Segundo Nazareno, known better as San Lorenzo or Don Naza, arrives slowly but steadily at the top of the stairs. The nonagenarian singer-songwriter of “bambucos,” “chigualos” and “arrullos” has given new meaning to the sounds of the marimba, the bombo and the decimas. The vocal ability of this representative of the Afro-Ecuadorian culture evokes his ancestors with each lyric of his songs. Esmeraldas’ music in contained by the high and low notes of his melodies.

Soon all six of the members of this musical project arrive behind Don Naza. They are the Taitas and the Mamas. "De Taitas y de Mamas" (Quichua words for “grandfathers” and “grandmothers”) is the name of a six-CD series produced by the Ecuadorian government to rescue, record and preserve specific traditional musical styles and singers.  

Producers Ivis Flies and Mariana Pizarro crisscrossed Ecuador to find and record these interpreters of traditional but almost extinct Ecuadorian music. Their investigation took eight years, and culminates in a six CD series that will be distributed with the support of Ecuador Ministry of Cultural Heritage and sold alongside daily newspapers like El Telegrafo as of May 1.

Their effort has rescued Don Naza, Las Tres Marías, Julián Tucumbi, Misqui Chullumbo, Mariano Palacios and Papá Roncón from anonymity and made them  icons of the national music scene. The Ministry of Health is also involved, making sure these “taitas” and “mamas” of Ecuadorian culture enjoy the best health care, for free, for the rest of their lives.

The Three Marías, from Ecuador’s Chota valley, show up, with linked arms and big smiles. Papá Roncón is there, clothed in bright, warm colours. His music is also inherited from Africa, and expresses a heavy weight of memory and knowledge. Carlos Alvarado, who performs as Mishqui Chullumbo, says his music is about the magic of the forest in Porotayacu, on the edge of the Napo river in the Amazon jungle.

Julián Tucumbi and his 24-member band consisting of members of his family brings the sounds of the high Andes to the project. Julián can play 22 instruments, and says music has been his life since he was seven years old, and his only way to share his Andean stories and traditions.

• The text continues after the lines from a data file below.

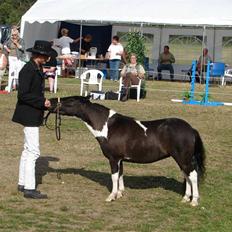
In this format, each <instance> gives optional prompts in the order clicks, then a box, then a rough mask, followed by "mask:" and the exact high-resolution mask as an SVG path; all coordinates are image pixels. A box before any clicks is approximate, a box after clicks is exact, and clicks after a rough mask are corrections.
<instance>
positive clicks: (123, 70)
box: [121, 53, 145, 101]
mask: <svg viewBox="0 0 232 232" xmlns="http://www.w3.org/2000/svg"><path fill="white" fill-rule="evenodd" d="M144 74H145V70H144V68H143V66H142V65H141V64H138V63H137V57H136V55H135V54H133V53H132V54H131V55H130V63H129V64H126V65H125V66H124V67H123V69H122V72H121V76H122V78H123V85H124V90H123V93H122V101H126V100H127V99H128V94H129V88H130V86H131V85H138V84H139V80H140V79H142V80H144Z"/></svg>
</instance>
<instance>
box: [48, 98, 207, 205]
mask: <svg viewBox="0 0 232 232" xmlns="http://www.w3.org/2000/svg"><path fill="white" fill-rule="evenodd" d="M50 101H51V107H50V108H49V111H50V112H52V113H55V111H56V109H57V101H58V100H57V98H52V99H50ZM60 103H61V104H59V106H60V108H59V112H60V114H61V115H68V116H76V117H78V118H80V119H82V120H83V121H84V123H85V124H86V126H87V127H88V129H89V130H90V131H91V132H92V134H93V135H94V136H95V138H96V139H97V141H98V142H99V144H100V147H101V149H102V152H103V154H104V156H105V157H106V158H108V160H109V163H110V167H111V174H112V176H111V177H112V182H113V188H112V192H111V194H110V195H109V196H108V198H107V199H106V201H113V200H115V199H117V198H120V197H122V192H123V191H124V182H123V161H126V162H133V163H152V162H156V161H158V160H161V159H165V158H167V157H170V156H171V157H173V158H174V160H175V161H176V162H177V164H178V165H179V167H180V169H181V170H182V172H183V173H184V176H185V179H186V190H185V195H184V197H183V199H182V202H190V200H191V205H192V206H197V205H198V199H199V193H198V176H199V174H202V175H203V174H204V171H205V167H204V159H205V156H204V148H203V143H202V140H201V138H200V135H199V133H198V132H197V131H196V130H195V129H193V128H192V127H191V126H190V125H189V124H188V123H187V122H185V121H184V120H181V119H178V118H167V119H159V120H154V121H137V120H135V119H133V118H130V117H127V116H124V115H121V114H118V113H116V112H115V111H113V110H111V109H108V108H106V107H104V106H102V105H99V104H96V103H91V102H90V101H89V98H87V97H80V96H73V97H64V98H61V99H60Z"/></svg>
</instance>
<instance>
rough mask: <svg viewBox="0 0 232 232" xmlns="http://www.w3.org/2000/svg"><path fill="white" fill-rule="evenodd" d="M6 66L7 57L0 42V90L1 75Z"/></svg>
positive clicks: (4, 71)
mask: <svg viewBox="0 0 232 232" xmlns="http://www.w3.org/2000/svg"><path fill="white" fill-rule="evenodd" d="M6 66H7V58H6V56H5V54H4V53H3V45H2V44H1V43H0V90H1V82H2V77H3V75H4V73H5V69H6Z"/></svg>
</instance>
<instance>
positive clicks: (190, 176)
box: [182, 170, 199, 206]
mask: <svg viewBox="0 0 232 232" xmlns="http://www.w3.org/2000/svg"><path fill="white" fill-rule="evenodd" d="M184 176H185V179H186V189H185V195H184V197H183V199H182V202H190V198H191V196H192V201H191V203H190V204H191V205H192V206H197V205H198V199H199V191H198V178H197V172H196V171H195V170H193V171H192V172H190V174H189V175H186V174H185V172H184Z"/></svg>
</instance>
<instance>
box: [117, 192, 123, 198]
mask: <svg viewBox="0 0 232 232" xmlns="http://www.w3.org/2000/svg"><path fill="white" fill-rule="evenodd" d="M122 196H123V194H122V191H118V192H117V199H119V198H121V197H122Z"/></svg>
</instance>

And, to complete the six, Mariano Palacios from the warm Manabí coast lets his melancholic tunes roll off the strings of his guitar. He plays amorfinos, guarachas and corridos, part of a genre unique to Ecuador’s coast.

The Taitas and Mamas played to a sold out crowd in Quito last night to launch the six disc series and a companion book and photo exhibit. For more information, their is a Facebook page, and you can find some of their recordings on this Soundcloud profile. A documentary film is also in the works.

Thirty percent of the profits from the sales of the CDs will go to the artists. The discs will sell for $2.50 with the purchase of a Telegrafo newspaper, starting Wednesday May 1 and every Wednesday for six weeks.